The far-right British National Party has been stripped of the right to put up candidates in elections after failing to register its existence with a watchdog.
The Electoral Commission said the BNP had been removed from the register of political parties in Great Britain because it had not submitted the required annual notification and £25 fee which was due yesterday.
It means the party's name, descriptions or emblems cannot be used on ballot papers unless the extremist outfit submits a fresh application to be considered a recognised party.
The BNP - which in 2009 had more than 50 council seats and two MEPs - has been in steep decline for several years and fielded only eight candidates at the general election, down from 338 in 2010.
Its best known figure, Nick Griffin, was replaced as leader by Adam Walker months after losing the party's last remaining European Parliament seat in an electoral meltdown in 2014.
Mr Griffin, who accepted at the time that the BNP could be considered "racist", was later expelled for allegedly "trying to cause disunity" in a bid to destabilise the organisation.
BNP spokesman Stephen Squire said it was a "clerical error on our part" and that the party would submit the necessary paperwork within the next few days.
"It's a little bit embarrassing," he said, but insisted it would be " business as usual" for the party, which intended to contest the London mayoral election and some council seats.
"We've been overwhelmed by the number of phone calls we've had from people concerned we might be disappearing."
Liberal Democrat leader Tim Farron said Britain was a "little better off today because of this news".

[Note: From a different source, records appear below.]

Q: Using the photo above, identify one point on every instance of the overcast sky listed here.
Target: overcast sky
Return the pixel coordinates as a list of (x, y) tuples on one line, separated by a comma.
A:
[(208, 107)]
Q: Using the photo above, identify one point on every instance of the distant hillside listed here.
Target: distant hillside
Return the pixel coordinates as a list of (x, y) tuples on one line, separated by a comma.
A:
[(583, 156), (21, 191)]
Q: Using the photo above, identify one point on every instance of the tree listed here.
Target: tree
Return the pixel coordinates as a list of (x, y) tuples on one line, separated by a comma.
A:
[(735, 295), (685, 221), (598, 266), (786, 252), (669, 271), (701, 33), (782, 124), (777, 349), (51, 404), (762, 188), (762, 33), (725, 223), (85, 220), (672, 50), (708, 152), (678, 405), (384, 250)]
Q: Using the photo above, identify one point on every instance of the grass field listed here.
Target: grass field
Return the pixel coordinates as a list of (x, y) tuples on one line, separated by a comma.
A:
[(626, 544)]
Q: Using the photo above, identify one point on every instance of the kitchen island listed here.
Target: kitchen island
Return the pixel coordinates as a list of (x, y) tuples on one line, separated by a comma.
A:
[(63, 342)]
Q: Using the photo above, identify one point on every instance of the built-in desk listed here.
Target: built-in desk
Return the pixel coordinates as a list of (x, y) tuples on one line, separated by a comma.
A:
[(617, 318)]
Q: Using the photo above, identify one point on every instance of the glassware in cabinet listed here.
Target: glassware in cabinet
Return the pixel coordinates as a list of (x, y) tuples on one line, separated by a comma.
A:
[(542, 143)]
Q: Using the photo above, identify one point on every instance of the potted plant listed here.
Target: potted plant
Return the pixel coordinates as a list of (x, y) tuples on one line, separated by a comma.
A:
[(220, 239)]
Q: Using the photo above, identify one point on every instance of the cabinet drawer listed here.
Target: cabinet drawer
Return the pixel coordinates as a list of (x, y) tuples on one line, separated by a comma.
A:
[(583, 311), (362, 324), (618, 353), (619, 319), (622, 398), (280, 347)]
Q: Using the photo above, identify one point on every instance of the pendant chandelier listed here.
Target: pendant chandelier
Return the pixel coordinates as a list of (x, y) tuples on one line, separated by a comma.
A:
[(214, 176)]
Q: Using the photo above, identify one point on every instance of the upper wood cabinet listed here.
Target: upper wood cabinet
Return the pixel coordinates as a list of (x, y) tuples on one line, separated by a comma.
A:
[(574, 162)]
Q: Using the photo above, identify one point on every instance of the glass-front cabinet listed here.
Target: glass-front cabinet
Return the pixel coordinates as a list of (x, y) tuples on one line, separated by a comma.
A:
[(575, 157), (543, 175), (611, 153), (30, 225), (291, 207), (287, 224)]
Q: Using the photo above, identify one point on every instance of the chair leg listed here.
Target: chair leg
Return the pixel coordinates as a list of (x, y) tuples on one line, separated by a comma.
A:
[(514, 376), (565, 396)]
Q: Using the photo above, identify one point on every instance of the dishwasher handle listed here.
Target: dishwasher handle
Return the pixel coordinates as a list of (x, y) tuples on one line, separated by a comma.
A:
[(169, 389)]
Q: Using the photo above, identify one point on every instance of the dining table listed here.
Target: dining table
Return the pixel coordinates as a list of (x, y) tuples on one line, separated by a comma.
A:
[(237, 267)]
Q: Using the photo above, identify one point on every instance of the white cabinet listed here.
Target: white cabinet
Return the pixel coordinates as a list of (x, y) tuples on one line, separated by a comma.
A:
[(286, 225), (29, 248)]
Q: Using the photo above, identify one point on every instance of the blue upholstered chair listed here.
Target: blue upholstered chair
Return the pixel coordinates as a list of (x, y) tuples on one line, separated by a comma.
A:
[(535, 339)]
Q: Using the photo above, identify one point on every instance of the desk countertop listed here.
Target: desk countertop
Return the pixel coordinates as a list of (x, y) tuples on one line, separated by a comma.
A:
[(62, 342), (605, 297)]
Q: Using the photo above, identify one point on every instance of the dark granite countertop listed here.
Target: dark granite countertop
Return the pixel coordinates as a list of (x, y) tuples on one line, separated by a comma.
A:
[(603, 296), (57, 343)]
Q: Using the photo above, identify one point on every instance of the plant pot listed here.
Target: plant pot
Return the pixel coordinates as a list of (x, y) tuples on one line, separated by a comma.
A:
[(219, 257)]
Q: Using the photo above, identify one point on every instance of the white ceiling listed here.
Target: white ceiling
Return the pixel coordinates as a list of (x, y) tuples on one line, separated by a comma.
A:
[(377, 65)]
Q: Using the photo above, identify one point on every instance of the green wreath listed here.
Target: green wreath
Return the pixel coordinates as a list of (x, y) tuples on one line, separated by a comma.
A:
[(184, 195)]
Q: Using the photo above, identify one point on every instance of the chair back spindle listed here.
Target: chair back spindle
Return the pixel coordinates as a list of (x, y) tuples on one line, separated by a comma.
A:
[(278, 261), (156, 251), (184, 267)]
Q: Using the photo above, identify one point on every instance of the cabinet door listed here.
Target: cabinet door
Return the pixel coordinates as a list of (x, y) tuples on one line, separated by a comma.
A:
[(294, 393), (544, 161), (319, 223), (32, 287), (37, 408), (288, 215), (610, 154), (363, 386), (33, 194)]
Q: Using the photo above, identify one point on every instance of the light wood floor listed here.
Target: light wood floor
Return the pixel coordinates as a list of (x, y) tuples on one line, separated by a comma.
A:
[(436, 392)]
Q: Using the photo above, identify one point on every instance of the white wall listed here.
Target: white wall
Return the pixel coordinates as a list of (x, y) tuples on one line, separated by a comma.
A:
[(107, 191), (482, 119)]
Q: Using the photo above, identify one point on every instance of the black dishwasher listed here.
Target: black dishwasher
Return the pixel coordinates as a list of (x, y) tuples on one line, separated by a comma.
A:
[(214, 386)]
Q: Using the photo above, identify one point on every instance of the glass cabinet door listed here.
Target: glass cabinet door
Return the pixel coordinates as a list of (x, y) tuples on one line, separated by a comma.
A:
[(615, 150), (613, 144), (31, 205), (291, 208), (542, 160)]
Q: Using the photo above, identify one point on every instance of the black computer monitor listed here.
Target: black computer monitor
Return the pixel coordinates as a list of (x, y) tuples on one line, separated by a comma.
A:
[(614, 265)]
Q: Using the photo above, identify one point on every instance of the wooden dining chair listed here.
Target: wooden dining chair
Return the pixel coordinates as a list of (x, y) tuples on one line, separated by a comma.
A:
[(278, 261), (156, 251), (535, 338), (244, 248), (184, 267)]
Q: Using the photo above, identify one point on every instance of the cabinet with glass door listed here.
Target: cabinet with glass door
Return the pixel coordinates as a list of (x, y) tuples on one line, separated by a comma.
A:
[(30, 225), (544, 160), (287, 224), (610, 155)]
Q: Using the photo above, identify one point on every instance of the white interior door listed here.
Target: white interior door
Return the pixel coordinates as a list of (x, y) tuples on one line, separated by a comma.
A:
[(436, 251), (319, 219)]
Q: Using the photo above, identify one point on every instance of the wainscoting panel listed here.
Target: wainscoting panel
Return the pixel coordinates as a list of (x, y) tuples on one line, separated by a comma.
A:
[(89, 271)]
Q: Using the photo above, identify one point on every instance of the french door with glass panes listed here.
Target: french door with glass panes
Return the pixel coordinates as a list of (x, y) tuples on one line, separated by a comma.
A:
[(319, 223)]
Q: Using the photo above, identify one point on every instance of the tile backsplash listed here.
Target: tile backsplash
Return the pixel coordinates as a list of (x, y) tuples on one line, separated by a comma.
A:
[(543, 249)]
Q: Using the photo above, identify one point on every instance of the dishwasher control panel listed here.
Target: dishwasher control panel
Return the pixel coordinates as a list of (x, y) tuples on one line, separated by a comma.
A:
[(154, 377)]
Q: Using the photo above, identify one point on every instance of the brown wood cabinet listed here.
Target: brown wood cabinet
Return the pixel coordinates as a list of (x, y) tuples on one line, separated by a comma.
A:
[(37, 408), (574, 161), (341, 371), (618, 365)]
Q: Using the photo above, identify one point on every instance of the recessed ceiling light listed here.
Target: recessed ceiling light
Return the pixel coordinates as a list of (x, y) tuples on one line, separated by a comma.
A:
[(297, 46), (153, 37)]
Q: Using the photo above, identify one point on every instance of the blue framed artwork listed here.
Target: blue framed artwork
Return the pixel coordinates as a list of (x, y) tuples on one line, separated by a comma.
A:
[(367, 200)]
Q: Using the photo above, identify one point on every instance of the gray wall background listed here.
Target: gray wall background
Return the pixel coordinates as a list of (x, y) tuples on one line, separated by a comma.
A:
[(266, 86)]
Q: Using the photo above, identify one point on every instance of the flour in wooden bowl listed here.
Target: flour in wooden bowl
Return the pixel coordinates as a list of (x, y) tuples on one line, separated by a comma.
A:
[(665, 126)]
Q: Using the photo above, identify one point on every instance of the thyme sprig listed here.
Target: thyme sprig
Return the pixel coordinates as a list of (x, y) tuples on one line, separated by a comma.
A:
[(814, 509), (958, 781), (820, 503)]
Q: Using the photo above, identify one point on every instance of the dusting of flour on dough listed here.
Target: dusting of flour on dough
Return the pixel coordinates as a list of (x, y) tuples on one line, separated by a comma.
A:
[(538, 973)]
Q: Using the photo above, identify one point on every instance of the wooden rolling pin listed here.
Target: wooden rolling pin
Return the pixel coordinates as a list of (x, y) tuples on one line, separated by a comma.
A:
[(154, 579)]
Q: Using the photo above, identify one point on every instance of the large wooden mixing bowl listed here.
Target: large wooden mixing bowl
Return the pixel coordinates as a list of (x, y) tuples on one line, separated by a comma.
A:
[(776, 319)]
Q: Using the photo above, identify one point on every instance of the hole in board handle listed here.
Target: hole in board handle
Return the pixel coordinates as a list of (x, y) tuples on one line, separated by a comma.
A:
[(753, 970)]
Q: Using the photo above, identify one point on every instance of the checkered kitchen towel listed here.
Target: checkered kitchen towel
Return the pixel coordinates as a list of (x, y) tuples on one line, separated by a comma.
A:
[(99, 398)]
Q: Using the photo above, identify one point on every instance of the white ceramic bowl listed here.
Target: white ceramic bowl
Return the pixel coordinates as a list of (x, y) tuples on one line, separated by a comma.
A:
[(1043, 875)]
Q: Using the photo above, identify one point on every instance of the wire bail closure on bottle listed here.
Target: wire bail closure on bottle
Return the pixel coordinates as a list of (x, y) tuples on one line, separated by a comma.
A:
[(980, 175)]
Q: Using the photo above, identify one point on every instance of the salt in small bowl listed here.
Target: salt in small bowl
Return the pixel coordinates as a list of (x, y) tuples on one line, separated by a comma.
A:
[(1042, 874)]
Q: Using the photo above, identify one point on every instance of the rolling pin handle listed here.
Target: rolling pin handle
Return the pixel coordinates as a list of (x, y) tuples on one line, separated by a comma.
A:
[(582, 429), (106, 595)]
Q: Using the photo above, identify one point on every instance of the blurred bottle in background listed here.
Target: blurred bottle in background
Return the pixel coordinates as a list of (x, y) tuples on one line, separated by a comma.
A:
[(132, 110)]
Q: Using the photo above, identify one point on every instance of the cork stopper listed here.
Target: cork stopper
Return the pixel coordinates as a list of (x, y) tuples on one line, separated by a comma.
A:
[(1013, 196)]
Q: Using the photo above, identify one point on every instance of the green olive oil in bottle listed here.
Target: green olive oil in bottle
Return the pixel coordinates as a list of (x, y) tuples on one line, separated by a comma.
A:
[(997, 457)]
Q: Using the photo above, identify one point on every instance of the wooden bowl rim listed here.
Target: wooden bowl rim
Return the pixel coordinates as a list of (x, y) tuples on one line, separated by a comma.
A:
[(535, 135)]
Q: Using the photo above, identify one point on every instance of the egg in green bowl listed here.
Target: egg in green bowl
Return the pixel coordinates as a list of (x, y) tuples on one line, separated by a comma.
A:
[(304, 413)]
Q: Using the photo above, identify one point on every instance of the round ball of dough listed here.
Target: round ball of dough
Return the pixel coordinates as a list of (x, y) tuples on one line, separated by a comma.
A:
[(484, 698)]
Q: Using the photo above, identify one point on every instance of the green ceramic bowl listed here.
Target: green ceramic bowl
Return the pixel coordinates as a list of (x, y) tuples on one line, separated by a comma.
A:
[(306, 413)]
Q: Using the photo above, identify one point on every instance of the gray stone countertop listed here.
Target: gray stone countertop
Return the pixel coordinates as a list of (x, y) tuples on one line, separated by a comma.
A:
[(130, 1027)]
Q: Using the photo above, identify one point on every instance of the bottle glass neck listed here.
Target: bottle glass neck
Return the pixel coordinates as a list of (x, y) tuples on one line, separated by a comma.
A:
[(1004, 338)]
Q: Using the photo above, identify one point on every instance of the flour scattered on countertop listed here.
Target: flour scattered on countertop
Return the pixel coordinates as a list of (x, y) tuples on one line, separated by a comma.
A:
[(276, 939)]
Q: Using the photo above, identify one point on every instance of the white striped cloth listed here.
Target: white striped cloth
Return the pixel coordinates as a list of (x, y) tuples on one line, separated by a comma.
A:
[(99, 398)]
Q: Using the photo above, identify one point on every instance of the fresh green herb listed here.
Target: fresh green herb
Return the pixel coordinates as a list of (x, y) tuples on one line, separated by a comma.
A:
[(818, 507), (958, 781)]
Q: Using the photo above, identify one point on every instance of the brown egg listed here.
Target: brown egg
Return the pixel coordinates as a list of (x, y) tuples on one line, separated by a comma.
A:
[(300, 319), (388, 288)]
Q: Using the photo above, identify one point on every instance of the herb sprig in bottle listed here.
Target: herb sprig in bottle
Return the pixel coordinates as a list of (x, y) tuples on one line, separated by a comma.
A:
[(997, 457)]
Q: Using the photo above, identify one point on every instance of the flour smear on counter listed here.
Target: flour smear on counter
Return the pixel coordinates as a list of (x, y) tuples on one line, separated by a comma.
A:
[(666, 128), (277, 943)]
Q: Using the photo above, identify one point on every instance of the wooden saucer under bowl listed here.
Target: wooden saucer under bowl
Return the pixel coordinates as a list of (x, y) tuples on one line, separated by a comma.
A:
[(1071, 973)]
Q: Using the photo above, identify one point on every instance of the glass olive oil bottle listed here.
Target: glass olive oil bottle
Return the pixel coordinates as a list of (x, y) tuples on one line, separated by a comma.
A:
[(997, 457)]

He said: " The decent and fair-minded British public have stood up against the BNP and all they stand for - intolerance, hatred and an organisation that worked to stoke fear wherever they could. Britain is a little better off today because of this news, but we should always be mindful that just because the BNP have fallen off the register, they could come back. We also still have organisations like Britain First working to fan the flames of intolerance.
"Today is a victory for the thousands of people and organisations like Hope Not Hate who worked to make the case for an inclusive, welcoming and outward-looking nation."